Le procès de l’attentat du 14 juillet 2016 à Nice aura lieu du 5 septembre au 15 novembre 2022, a appris franceinfo de source judiciaire mercredi 2 juin, confirmant une information de l’AFP. Le procès se déroulera devant la cour d’assises spéciale de Paris. Cette attaque avait entraîné la mort de 86 personnes, dont une douzaine d'enfants, et fait plus de 400 blessés, après qu’un camion a foncé sur la foule sur la Promenade des Anglais, très fréquentée en ce jour de fête nationale et de feu d’artifice.

Mohamed Lahouaiej Bouhlel, un Tunisien de 31 ans vivant à Nice, était au volant.

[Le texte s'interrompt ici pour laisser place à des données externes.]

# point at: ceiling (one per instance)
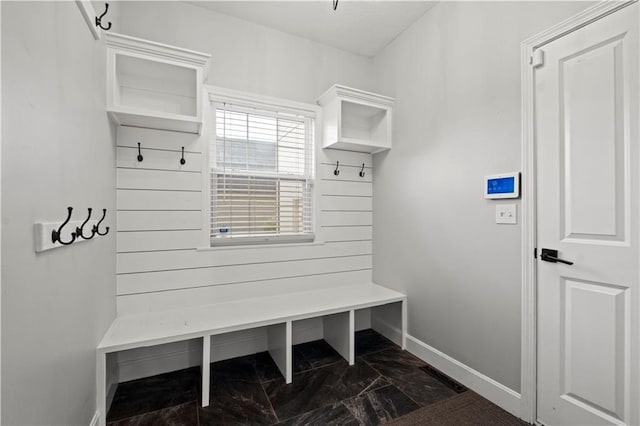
(358, 26)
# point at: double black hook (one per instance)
(337, 172)
(99, 19)
(56, 234)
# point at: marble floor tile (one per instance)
(369, 341)
(380, 405)
(179, 415)
(237, 403)
(319, 387)
(393, 362)
(312, 355)
(235, 369)
(330, 415)
(266, 369)
(154, 393)
(422, 387)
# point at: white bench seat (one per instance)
(336, 305)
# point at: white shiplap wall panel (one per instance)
(158, 301)
(339, 203)
(184, 259)
(349, 188)
(347, 233)
(135, 199)
(158, 179)
(221, 275)
(158, 139)
(147, 241)
(127, 157)
(159, 262)
(160, 220)
(346, 173)
(345, 218)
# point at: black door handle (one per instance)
(550, 255)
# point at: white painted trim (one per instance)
(528, 370)
(89, 15)
(499, 394)
(95, 419)
(140, 46)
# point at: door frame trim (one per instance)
(528, 370)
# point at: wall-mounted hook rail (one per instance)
(99, 19)
(79, 229)
(97, 226)
(57, 233)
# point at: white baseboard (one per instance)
(95, 419)
(499, 394)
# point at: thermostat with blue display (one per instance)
(502, 186)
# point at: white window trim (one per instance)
(220, 94)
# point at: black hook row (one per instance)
(56, 234)
(337, 172)
(99, 19)
(140, 157)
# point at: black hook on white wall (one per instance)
(79, 230)
(56, 234)
(99, 19)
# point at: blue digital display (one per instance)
(503, 185)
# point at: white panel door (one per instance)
(586, 106)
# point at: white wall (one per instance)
(247, 56)
(455, 75)
(57, 151)
(160, 208)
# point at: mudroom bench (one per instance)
(277, 313)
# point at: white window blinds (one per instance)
(261, 175)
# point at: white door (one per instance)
(586, 106)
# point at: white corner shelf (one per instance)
(355, 120)
(154, 85)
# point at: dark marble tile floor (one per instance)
(384, 384)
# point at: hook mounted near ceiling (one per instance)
(99, 19)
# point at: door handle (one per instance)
(550, 255)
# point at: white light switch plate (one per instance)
(506, 213)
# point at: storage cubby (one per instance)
(355, 120)
(153, 85)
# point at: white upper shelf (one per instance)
(355, 120)
(154, 85)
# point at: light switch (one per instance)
(506, 213)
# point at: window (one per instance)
(261, 163)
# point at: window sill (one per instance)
(238, 245)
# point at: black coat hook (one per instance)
(79, 230)
(99, 19)
(95, 227)
(55, 234)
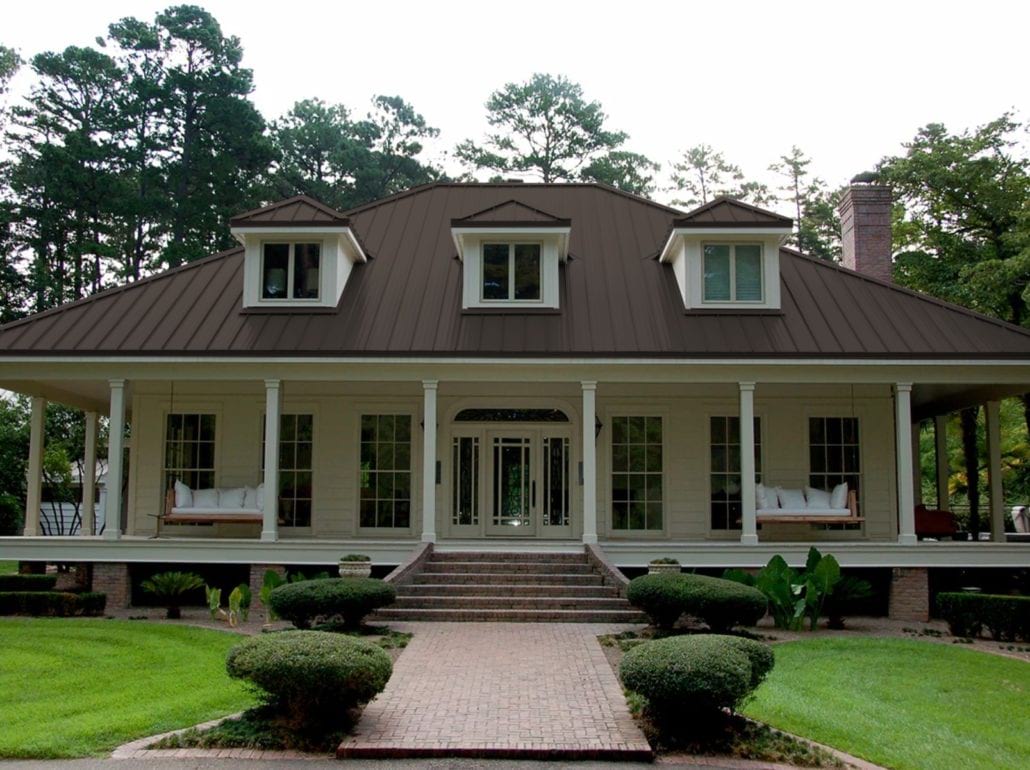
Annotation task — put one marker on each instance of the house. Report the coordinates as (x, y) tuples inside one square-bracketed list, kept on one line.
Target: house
[(519, 368)]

Ayant été tué par des policiers au moment de l'attaque, la cour d'assises spéciale examinera les responsabilités de huit autres personnes, membres de son entourage ou intermédiaires impliqués dans le trafic d'armes qui lui étaient destinées.

"Pas de connaissance précise du projet terroriste"

Les trois principaux accusés, Chokri Chafroud, Ramzi Arefa et Mohamed Ghraieb, doivent être jugés pour "association de malfaiteurs terroriste criminelle". Des parties civiles réclamaient leur comparution sous la qualification plus lourde de "complicité" des crimes commis par Lahouaiej Lahouaiej Bouhlel, leur faisant encourir la réclusion à perpétuité. Mais les trois hommes, qui clament leur innocence, n'avaient pas "de connaissance précise du projet terroriste", pas plus que du "moment de sa réalisation" prévu, ont estimé les juges d'instruction. Mohamed Ghraieb a été libéré en 2019 sous contrôle judiciaire et les deux autres sont en détention provisoire.

Pour les cinq autres suspects, dont une femme, impliqués dans le circuit des armes, les investigations n'ont pas pu démontrer qu'ils avaient eu connaissance du projet d'attentat. La qualification terroriste a donc été écartée et ils seront jugés pour des infractions de droit commun. L'un d'entre eux est en fuite et un autre, un Albanais de 28 ans, a été arrêté mi-avril en Italie. Le cousin de ce dernier, incarcéré en 2016 dans ce dossier, s'est suicidé en prison le 8 juin 2018. Au moins 865 personnes ou associations se sont constituées parties civiles.